Squirrels today.
Here in our garden, and in the Midlands generally, we only see the Grey Squirrel which is common and widespread. They are very endearing – but they shouldn’t be here in the UK! They were introduced from North America nearly 200 years ago and have spread throughout, now numbering about 2.7 million.
- Grey Squirrel
- Grey Squirrel
In the autumn, squirrels bring walnuts from a tree in a neighbouring garden about 150m away to bury them in our garden – but they never come back to retrieve them!

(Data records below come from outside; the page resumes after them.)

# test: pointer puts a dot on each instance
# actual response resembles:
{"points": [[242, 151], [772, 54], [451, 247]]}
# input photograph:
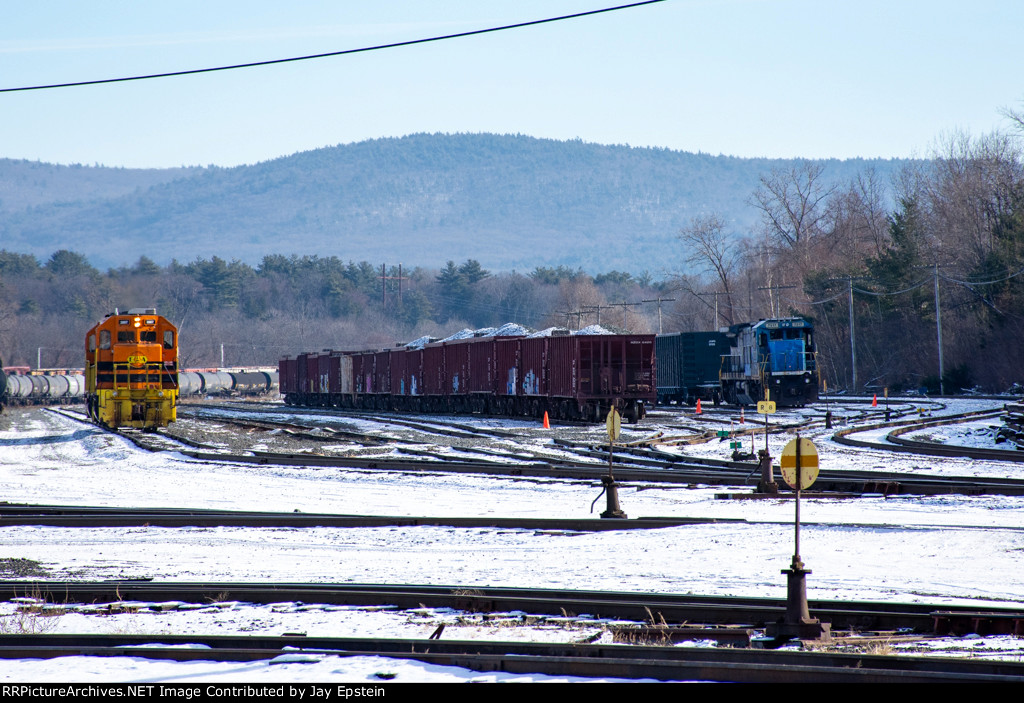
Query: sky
{"points": [[747, 78]]}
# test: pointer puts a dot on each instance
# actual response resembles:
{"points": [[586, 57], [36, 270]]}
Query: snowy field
{"points": [[956, 550]]}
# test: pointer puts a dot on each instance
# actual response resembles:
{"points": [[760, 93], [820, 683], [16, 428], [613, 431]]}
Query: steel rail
{"points": [[599, 661], [670, 608]]}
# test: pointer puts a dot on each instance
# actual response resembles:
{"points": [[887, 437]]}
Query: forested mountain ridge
{"points": [[509, 201]]}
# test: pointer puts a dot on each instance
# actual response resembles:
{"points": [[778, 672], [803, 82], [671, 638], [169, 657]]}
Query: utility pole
{"points": [[853, 343], [384, 278], [938, 328], [658, 301], [624, 305], [716, 294], [597, 309]]}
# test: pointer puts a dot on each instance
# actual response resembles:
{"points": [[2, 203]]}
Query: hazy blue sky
{"points": [[751, 78]]}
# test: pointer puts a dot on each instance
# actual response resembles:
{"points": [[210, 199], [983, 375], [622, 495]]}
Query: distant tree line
{"points": [[287, 304], [955, 235], [949, 229]]}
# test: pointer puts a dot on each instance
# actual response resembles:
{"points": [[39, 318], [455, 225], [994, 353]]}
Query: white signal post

The introduction of Grey Squirrels has had a disastrous effect on our native squirrel species, the Red Squirrel. They compete with Red Squirrels for food and also carry a virus known as squirrelpox. While Greys are actually immune to the disease, they transmit it to Reds, for whom it is fatal. Red Squirrels are now confined to places, such as in Scotland, where Greys are rare or absent. We have seen Red Squirrels in Scotland.
- Red Squirrel
Moving away from our garden, I want to squeeze rabbits into today’s post!
- Rabbit
Below is a picture of a rabbit scrape with the familiar droppings. Since rabbits are mainly nocturnal (the young one above hasn’t yet learnt about the dangers of being out during the day!), they actually produce soft droppings in their burrows during the day which they eat, to keep their burrows clean, and then do the familiar droppings outside their burrows during the night!